8. Attachment phrases
For announcing attachments and adding notes at the tail of the body.
Heads-up
Phrase
When to use
tempu shiryō o go-kakunin kudasai (添付資料をご確認ください)
The default
tempu fairu o go-sanshō kudasai (添付ファイルをご参照ください)
A default variant
kaki no tōri tempu shite orimasu (下記の通り添付しております)
Use as a preamble before a list or table of files
Multiple files
Phrase
When to use
kanren shiryō o ni-ten tempu shite orimasu (関連資料を 2 点添付しております)
Name the count
gijiroku oyobi shiryō isshiki o tempu itashimasu (議事録および資料一式を添付いたします)
Itemize the types
Large files
Phrase
When to use
yōryō no tsugō-jō, fairu tensō sābisu o go-riyō kudasai (容量の都合上、ファイル転送サービスをご利用ください)
For files over tens of MB
bettō, fairu tensō sābisu kara o-okuri itashimasu (別途、ファイル転送サービスからお送りいたします)
When you’ll send separately
Link instead
Phrase
When to use
shōsai wa kaki URL o go-sanshō kudasai (詳細は下記 URL をご参照ください)

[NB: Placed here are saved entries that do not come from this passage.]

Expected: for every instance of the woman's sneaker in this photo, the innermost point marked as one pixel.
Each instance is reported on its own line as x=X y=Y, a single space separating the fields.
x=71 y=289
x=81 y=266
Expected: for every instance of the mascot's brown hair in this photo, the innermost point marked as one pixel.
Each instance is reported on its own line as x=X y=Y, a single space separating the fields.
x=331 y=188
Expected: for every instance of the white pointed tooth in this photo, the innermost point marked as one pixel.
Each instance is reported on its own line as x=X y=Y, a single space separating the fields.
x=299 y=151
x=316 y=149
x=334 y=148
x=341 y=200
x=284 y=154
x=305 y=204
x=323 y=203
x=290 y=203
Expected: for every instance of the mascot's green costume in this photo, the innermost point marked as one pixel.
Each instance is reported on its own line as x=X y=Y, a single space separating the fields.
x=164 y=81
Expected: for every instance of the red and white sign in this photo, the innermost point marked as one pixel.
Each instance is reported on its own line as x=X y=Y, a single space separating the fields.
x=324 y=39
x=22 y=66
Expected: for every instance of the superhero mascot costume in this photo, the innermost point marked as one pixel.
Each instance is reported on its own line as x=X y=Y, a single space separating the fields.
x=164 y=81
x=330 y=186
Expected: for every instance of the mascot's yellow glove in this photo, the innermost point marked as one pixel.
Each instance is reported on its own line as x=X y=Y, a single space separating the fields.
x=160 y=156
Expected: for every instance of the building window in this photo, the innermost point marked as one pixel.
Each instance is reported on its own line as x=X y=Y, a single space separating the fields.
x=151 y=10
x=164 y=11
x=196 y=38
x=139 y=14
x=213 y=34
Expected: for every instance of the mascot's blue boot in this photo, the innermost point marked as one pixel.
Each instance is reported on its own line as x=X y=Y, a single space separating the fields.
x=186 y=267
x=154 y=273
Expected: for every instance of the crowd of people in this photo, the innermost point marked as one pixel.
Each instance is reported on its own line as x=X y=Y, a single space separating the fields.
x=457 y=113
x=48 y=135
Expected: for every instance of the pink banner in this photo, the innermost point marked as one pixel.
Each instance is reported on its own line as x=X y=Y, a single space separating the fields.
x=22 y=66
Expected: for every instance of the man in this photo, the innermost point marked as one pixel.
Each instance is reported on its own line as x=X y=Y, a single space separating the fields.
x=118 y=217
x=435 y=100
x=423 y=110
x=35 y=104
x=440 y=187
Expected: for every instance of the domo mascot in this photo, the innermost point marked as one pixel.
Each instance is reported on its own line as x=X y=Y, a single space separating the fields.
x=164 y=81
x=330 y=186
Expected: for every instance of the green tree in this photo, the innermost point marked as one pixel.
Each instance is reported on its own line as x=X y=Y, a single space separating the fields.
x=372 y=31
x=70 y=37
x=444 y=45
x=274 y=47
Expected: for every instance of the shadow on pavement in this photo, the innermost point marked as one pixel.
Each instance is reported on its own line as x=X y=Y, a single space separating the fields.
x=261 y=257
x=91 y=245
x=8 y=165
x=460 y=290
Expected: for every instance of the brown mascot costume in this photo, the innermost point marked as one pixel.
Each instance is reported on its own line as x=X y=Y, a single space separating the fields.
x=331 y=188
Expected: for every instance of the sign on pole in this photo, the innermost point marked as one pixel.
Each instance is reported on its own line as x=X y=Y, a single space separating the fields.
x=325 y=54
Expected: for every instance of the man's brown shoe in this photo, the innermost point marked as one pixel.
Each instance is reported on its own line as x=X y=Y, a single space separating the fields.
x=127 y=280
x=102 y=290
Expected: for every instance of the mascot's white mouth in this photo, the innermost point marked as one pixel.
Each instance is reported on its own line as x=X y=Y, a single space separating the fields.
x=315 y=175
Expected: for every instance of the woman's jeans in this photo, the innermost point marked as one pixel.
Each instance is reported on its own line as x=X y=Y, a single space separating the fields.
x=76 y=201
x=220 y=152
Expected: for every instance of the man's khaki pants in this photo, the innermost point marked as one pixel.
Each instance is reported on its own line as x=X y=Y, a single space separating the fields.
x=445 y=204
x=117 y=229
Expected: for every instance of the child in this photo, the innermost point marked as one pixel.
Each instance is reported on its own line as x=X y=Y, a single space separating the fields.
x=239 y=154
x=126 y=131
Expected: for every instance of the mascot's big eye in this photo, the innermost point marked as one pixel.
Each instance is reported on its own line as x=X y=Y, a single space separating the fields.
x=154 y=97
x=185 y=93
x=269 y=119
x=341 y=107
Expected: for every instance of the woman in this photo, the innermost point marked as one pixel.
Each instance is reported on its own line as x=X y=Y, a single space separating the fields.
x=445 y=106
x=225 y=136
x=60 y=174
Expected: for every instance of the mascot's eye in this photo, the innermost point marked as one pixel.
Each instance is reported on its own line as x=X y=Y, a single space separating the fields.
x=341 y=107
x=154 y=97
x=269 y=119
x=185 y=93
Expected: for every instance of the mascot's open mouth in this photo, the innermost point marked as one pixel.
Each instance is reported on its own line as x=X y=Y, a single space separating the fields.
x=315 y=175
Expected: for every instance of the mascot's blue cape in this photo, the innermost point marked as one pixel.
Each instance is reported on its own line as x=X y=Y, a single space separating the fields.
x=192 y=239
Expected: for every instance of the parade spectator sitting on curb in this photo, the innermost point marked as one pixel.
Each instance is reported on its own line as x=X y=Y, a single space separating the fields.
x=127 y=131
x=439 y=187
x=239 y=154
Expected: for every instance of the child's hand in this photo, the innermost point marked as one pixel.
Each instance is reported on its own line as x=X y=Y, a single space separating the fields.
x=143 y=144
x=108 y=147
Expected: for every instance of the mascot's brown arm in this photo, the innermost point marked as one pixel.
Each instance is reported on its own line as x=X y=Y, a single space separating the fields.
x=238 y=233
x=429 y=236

Pointing to a web resource instead of attaching
kyōyū foruda no rinku o o-okuri itashimasu (共有フォルダのリンクをお送りいたします)
Directing to a shared internal drive
Asking for receipt confirmation
Phrase
When to use
o-temoto ni todoki-mashitara go-ichihō itadakemasu to saiwai desu (お手元に届きましたらご一報いただけますと幸いです)
For important files or documents
naiyō go-kakunin no ue, o-henji itadakemasu to saiwai desu (内容ご確認のうえ、お返事いただけますと幸いです)
When the recipient needs to read and respond
Same intent, different channel — email vs Slack vs phone
The register of the same intent shifts hard between channels. Pasting osewa ni natte orimasu (お世話になっております) into a Slack DM reads as bloated and over-formal.
Intent
Email (A · 外)
Slack DM (B / C · 内)
Phone
Light apology
o-henji ga osokunari mōshiwake gozaimasen (お返事が遅くなり申し訳ございません)
henshin osoku natte sumimasen! (返信遅くなってすみません!)
o-denwa itadaita no ni, sugu orikaesezu mōshiwake arimasen deshita (お電話いただいたのに、すぐ折り返せず申し訳ありませんでした)
Thanks
o-jikan o itadaki arigatō gozaimashita (お時間をいただきありがとうございました)
sakki wa arigatō gozaimashita! (さっきはありがとうございました!)
saki-hodo wa o-jikan o itadaki arigatō gozaimashita (先ほどはお時間をいただきありがとうございました)
Confirmation
nen no tame go-kakunin no hodo yoroshiku onegai itashimasu (念のためご確認のほどよろしくお願いいたします)
kore de atte masu ka? (これで合ってますか?)
nen no tame kakunin sasete itadakitai no desu ga (念のため確認させていただきたいのですが)
Status report
shinchoku no go-hōkoku desu. genzai ~made kanryō shite orimasu (進捗のご報告です。現在〜まで完了しております)
shinchoku no go-hōkoku desu. genzai ~no dankai desu (進捗のご報告です。現在〜の段階です)
Request
o-tesū o o-kake shimasu ga, ~itadakemasu to saiwai desu (お手数をおかけしますが、〜いただけますと幸いです)
~onegai dekimasu ka? (〜お願いできますか?)
o-isogashii tokoro kyōshuku desu ga, ~onegai dekimasu deshō ka (お忙しいところ恐縮ですが、〜お願いできますでしょうか)
Why pasting osewa ni natte orimasu into Slack feels bloated
Slack is built for instant short turns with emoji and shared context already in the room. A ceremonial opener like osewa ni natte orimasu (お世話になっております) redundantly restates context the participants already share — it reads as performative. Internal Slack DMs skip the opener and go straight to the topic. Even external Slack Connect channels typically front-load a short osewa ni natte orimasu. XX desu (お世話になっております。○○です) on the first message and drop it thereafter.